Shopify Inc. is thriving at the point where merchants plug into e-commerce.
The platform, which provides brands with the tools they need to sell online, drove revenues up 110 percent to $988.6 million as the company processed orders with a gross merchandise volume of $37.3 billion.
Net profits for the quarter ended March 31 were bolstered by a $1.3 billion unrealized gain on the company’s investment in the payment firm Affirm. Adjusted income rose to $254.1 million, up from $22.3 million a year ago.
And Harley Finkelstein, Shopify’s president, told analysts on a conference call that the rush to e-commerce was not ending, even as the U.S. starts to open up more as people become vaccinated.
“The center of gravity is now online,” Finkelstein said. “Consumers want to buy and they’re voting with their wallets to buy from independent direct-to-consumer brands of which Shopify has the majority of them. And I think that you’re going to continue to see this trend continue well beyond the pandemic. E-commerce is still really quite small relative to total retail, and it will continue to grow really nicely.”

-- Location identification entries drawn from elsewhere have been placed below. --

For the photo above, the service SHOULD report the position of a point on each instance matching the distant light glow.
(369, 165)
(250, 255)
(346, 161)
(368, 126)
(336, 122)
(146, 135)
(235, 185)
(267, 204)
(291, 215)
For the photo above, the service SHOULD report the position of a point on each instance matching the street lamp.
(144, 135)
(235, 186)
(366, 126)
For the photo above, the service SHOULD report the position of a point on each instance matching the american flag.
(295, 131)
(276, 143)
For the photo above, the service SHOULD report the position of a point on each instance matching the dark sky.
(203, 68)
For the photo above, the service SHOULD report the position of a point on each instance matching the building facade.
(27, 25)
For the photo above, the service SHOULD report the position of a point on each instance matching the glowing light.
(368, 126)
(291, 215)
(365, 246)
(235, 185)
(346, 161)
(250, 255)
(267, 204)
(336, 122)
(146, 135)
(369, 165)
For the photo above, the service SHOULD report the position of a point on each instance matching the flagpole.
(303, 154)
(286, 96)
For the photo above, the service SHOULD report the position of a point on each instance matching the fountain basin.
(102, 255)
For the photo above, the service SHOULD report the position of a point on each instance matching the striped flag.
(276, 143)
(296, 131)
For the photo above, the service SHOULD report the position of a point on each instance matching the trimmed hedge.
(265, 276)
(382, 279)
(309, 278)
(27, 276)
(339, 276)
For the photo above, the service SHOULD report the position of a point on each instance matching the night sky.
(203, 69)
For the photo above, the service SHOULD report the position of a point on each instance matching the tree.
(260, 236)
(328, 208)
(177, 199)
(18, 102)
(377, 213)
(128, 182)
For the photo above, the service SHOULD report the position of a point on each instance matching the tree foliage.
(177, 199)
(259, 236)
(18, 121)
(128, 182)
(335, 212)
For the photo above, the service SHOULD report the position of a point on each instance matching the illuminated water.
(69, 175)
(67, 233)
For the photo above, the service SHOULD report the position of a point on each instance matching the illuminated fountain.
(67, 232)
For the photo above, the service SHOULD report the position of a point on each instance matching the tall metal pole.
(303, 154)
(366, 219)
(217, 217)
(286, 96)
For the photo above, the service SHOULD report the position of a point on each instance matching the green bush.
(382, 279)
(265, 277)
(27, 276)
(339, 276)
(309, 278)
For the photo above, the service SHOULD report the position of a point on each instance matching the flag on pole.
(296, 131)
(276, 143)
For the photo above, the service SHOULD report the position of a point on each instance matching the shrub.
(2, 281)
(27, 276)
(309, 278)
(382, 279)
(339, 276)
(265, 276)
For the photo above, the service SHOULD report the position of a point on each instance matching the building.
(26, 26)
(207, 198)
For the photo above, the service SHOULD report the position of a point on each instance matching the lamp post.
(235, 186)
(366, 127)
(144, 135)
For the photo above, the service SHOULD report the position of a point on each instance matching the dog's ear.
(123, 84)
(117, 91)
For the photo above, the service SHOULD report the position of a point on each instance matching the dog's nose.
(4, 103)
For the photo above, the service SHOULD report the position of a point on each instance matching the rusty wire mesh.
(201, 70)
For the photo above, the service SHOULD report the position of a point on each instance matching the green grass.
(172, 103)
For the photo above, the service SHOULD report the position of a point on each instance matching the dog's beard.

Along the way, Shopify is looking to make it all easier.
“We continue to reduce friction from our merchants so they can find new buyers, build strong customer relationships and more easily manage the increasing complexity of their back-office operations as they scale,” Finkelstein said.
“Discovering new buyers is a top pain point for businesses,” he said. “Multichannel selling, which is one of our core value propositions, is becoming more critical as the cost of customer acquisition climbs and the lines blur between online and offline commerce. Our sales and marketing channels help merchants to show up where future buyers are spending time. We are ushering in a new era of social commerce and helping more brands and consumers engage in the digital mainstreams. The number of shops actively selling on Facebook shops has more than quadrupled since the first quarter a year ago as well as the GMV through Facebook.” The company is also helping merchants connect with shoppers on TikTok and Pinterest.
The firm is also building bridges to the past as the president noted Lord & Taylor, which was founded in 1826 and went through bankruptcy last year, has now launched on Shopify in its latest incarnation.
“Shopify is truly becoming the world’s entrepreneurship company,” Finkelstein said. “There’s an inspirational story for as many merchants as they are in Shopify.”
The company’s success is a sign that there is e-commerce beyond Amazon and that more smaller companies were able to connect with shoppers during the pandemic rush to the web.
The firm has expanded its ecosystem and noted that roughly 45,800 partners referred a merchant to Shopify over the past 12 months, an increase of 73 percent.
Shopify has been working hard to make itself indispensable.
The company has been building the base of what it calls the Shopify Fulfillment Network, software to help merchants handle their inventory with more flexibility. Shopify is also working on its all-in-one mobile shopping assistant, Shop, to give merchants more ways to be discovered by shoppers.